The expansion will undoubtedly extend beyond just statutory interpretation. Problems of ordinary meaning—and of lexical ambiguities in legal language—abound in many areas of law. An obvious public law application is in the field of constitutional law. A few recent pieces of legal scholarship (here and here) have started to pave this path. The key contribution of corpus analysis here is in the temporal dimension we discussed yesterday. A central tenet of originalism is in what Larry Solum calls the "fixation" thesis—the notion that written constitutional language is designed to set fixed legal norms. Yet fixation implies determinacy. And the premise of "original public meaning" originalism (as opposed to old-school "original intent" originalism) is that what is fixed is not the individual intention of framers such as Madison and Hamilton, but the general public's understanding of the communicative content of the words of the Constitution. But if the relevant question for the interpretation of the constitutional text is the "original public meaning," as some argue that it is, then we would need access to evidence of historical linguistic norms and usage from the Founding era. Such evidence could be found in a corpus of naturally occurring language from that era.

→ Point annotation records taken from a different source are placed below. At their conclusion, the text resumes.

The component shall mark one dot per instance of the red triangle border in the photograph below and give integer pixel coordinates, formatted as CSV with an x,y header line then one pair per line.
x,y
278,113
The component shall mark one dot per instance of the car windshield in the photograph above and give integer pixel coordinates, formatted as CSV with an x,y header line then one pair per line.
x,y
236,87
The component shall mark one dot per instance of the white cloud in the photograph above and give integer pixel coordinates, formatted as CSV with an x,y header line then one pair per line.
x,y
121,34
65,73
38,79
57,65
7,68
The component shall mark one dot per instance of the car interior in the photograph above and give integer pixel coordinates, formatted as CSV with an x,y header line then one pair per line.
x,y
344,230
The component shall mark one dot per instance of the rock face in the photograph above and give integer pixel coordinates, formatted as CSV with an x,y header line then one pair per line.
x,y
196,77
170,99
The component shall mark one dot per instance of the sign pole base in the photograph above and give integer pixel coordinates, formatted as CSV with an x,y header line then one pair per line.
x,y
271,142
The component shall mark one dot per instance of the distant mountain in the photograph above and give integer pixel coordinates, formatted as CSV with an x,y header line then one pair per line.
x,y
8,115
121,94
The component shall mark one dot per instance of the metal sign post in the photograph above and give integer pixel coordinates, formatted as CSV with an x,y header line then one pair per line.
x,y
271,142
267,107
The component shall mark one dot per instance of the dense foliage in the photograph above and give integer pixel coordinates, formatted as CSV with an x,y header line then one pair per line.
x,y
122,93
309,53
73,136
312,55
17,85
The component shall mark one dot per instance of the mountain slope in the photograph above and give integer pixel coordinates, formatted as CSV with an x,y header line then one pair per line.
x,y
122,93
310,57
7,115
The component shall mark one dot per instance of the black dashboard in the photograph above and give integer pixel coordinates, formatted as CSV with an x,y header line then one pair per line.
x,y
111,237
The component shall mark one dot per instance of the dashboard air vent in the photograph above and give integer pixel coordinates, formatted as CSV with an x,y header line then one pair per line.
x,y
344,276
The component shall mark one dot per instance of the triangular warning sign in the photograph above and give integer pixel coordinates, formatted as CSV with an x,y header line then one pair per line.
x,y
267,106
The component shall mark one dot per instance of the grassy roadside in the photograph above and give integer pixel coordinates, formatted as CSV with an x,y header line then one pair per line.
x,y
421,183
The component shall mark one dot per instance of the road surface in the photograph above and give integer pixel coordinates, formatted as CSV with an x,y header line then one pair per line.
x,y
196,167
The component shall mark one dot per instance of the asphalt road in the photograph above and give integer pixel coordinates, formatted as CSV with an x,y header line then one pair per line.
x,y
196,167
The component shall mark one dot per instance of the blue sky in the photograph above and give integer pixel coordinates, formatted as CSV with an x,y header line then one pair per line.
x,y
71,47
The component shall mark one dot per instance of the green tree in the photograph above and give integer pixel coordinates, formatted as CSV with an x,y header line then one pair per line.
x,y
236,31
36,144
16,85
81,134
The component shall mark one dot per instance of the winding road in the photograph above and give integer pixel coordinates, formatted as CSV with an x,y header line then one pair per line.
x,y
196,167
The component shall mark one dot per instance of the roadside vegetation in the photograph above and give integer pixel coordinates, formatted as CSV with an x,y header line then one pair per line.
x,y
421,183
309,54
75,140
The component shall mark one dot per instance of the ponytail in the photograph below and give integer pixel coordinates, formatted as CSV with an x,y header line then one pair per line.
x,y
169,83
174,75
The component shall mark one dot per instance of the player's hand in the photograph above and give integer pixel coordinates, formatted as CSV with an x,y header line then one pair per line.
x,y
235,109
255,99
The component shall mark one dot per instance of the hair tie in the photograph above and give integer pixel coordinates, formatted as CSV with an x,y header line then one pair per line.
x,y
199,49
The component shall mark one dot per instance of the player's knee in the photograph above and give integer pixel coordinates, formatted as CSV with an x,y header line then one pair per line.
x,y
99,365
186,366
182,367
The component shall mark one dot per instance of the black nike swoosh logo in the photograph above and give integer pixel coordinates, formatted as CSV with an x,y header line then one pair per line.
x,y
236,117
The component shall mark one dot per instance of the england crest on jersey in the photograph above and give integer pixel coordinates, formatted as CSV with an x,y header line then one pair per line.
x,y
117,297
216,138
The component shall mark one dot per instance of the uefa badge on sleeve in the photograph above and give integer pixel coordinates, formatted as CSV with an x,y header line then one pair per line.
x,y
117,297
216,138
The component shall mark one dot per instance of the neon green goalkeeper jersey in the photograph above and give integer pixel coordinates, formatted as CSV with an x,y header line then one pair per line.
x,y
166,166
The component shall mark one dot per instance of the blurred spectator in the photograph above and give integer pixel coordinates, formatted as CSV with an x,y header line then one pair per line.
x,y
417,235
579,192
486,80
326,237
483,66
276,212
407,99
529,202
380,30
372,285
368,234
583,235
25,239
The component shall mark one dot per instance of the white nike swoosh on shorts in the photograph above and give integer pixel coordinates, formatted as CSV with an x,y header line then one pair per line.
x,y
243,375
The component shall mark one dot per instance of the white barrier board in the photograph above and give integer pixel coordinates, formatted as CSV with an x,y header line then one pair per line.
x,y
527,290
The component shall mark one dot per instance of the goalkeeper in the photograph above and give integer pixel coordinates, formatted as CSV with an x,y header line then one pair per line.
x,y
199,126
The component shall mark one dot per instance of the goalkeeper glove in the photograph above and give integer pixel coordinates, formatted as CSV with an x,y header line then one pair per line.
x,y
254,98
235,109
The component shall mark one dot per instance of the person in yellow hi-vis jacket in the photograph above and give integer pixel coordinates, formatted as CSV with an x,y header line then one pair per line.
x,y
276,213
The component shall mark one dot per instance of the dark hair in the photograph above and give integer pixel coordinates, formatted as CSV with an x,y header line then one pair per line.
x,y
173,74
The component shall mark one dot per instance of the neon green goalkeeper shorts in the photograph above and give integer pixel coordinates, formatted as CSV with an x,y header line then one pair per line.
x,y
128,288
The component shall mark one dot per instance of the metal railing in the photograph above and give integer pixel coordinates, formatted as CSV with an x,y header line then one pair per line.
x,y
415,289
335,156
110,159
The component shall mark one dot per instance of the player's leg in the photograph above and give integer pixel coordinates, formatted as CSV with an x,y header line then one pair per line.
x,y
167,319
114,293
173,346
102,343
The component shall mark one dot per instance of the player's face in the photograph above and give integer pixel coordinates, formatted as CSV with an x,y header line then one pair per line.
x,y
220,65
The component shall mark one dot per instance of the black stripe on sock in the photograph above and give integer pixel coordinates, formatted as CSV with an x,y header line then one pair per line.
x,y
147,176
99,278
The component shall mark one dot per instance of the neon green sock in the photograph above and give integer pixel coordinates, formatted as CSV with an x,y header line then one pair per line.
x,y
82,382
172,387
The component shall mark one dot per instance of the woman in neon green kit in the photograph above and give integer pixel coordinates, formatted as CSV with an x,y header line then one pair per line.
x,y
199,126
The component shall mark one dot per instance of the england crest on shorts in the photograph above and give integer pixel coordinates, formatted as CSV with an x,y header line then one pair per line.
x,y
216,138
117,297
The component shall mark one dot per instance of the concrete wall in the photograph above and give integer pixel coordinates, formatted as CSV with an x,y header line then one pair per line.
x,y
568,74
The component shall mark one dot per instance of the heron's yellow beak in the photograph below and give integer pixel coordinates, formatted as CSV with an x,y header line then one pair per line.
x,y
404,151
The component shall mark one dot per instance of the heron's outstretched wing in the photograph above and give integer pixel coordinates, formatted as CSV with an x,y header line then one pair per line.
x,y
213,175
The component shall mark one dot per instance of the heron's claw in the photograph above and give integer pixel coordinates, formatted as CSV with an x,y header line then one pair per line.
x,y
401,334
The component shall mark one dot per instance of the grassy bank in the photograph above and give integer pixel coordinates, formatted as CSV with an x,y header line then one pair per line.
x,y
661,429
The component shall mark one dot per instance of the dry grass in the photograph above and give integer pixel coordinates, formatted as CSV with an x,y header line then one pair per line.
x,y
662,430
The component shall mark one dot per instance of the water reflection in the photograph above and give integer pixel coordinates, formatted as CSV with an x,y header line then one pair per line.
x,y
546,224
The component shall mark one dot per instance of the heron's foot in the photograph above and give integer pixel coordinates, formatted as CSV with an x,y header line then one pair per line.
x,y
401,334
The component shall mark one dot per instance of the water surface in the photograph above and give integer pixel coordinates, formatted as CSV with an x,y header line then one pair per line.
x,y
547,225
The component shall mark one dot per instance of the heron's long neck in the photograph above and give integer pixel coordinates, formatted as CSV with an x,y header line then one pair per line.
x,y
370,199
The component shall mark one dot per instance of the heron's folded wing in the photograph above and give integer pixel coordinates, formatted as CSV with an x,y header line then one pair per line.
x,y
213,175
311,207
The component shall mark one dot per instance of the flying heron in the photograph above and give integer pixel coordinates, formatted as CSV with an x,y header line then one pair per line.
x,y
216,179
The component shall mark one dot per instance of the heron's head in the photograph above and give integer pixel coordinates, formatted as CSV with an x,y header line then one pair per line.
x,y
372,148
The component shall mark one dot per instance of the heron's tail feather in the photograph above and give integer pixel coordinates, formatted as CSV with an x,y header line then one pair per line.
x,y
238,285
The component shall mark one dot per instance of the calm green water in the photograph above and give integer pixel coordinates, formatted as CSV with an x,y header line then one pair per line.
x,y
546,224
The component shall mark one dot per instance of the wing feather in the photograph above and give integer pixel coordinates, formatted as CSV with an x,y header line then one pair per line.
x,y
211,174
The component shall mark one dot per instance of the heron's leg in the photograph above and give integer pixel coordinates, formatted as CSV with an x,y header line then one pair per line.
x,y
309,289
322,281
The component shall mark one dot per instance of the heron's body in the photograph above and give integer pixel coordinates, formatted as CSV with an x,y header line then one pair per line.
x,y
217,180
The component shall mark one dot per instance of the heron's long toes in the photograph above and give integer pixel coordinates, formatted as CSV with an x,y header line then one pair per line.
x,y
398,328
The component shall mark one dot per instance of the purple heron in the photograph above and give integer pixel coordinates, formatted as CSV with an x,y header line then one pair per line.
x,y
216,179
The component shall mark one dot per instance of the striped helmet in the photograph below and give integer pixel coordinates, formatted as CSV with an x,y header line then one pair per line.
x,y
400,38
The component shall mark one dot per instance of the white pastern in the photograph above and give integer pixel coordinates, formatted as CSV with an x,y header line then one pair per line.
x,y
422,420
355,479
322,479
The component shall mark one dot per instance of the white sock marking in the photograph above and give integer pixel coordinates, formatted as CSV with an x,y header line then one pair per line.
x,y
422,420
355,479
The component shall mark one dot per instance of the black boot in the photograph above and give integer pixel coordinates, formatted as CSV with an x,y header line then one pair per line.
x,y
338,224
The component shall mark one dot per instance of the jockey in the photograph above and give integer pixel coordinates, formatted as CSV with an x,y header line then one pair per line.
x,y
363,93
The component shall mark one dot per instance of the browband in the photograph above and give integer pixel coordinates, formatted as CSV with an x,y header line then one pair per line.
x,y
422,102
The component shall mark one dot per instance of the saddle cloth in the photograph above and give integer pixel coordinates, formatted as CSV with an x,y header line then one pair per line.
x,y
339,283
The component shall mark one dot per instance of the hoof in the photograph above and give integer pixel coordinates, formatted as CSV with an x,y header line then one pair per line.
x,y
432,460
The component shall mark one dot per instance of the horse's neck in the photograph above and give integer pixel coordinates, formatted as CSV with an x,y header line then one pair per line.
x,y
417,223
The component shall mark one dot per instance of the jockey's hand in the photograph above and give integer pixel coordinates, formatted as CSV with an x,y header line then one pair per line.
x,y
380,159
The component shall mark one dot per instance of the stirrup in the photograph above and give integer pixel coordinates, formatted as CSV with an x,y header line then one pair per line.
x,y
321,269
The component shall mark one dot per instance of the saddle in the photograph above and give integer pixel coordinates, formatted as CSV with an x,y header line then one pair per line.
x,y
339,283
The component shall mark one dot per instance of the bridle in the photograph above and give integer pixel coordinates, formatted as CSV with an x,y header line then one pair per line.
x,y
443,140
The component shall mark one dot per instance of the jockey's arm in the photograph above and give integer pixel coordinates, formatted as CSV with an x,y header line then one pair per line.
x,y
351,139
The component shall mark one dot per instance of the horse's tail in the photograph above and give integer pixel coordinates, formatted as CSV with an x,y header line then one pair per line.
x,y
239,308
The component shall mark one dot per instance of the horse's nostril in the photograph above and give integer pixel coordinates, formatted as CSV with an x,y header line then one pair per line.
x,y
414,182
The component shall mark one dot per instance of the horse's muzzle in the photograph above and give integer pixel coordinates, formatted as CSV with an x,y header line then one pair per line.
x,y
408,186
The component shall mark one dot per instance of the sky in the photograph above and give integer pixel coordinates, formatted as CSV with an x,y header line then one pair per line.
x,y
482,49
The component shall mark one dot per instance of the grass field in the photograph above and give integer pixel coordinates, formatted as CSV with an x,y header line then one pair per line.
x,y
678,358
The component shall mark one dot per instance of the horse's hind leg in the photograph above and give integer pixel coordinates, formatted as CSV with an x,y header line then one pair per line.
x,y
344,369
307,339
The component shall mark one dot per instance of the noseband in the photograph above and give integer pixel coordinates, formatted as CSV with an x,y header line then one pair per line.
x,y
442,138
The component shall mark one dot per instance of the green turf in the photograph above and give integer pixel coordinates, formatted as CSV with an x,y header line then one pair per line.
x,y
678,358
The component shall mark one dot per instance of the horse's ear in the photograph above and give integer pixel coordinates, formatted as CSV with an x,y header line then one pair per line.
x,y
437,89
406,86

We see plenty of other legal applications for corpus linguistics. Contract interpretation has many parallels with—and many sharp differences from—statutory interpretation. But the interpretation of a contract often involves determinations of ordinary meaning and the examination of evidence of custom and usage—circumstances in which corpus-based evidence could prove valuable. And we also see intellectual property applications—in patent claim construction and trademark genericness determinations.

We also see further hurdles to clear before we have a full-blown methodology of law and corpus linguistics. We address several of them in our article (including the question of the capacity of lay judges and lawyers to perform an "expert" linguistic function, and the question of whether the data we derive from the corpus can yield determinate answers to the difficult questions most often posed by ambiguities in the law). We think the visible hurdles can be overcome. Yet we also see a need for more careful scholarship in this field.

Further work is in order. But we are confident that lawyers and linguists can work together to develop a set of "best practices" and methods to refine an approach that now stands at its infancy. We think that is crucial. The resolution of ambiguities in legal language is one of the most important of all judicial tasks. It is also one of the most opaque (and fraught with logical error and the potential for bias). We must do what we can to minimize those problems. And the advent of corpus linguistic analysis is an important step in that direction.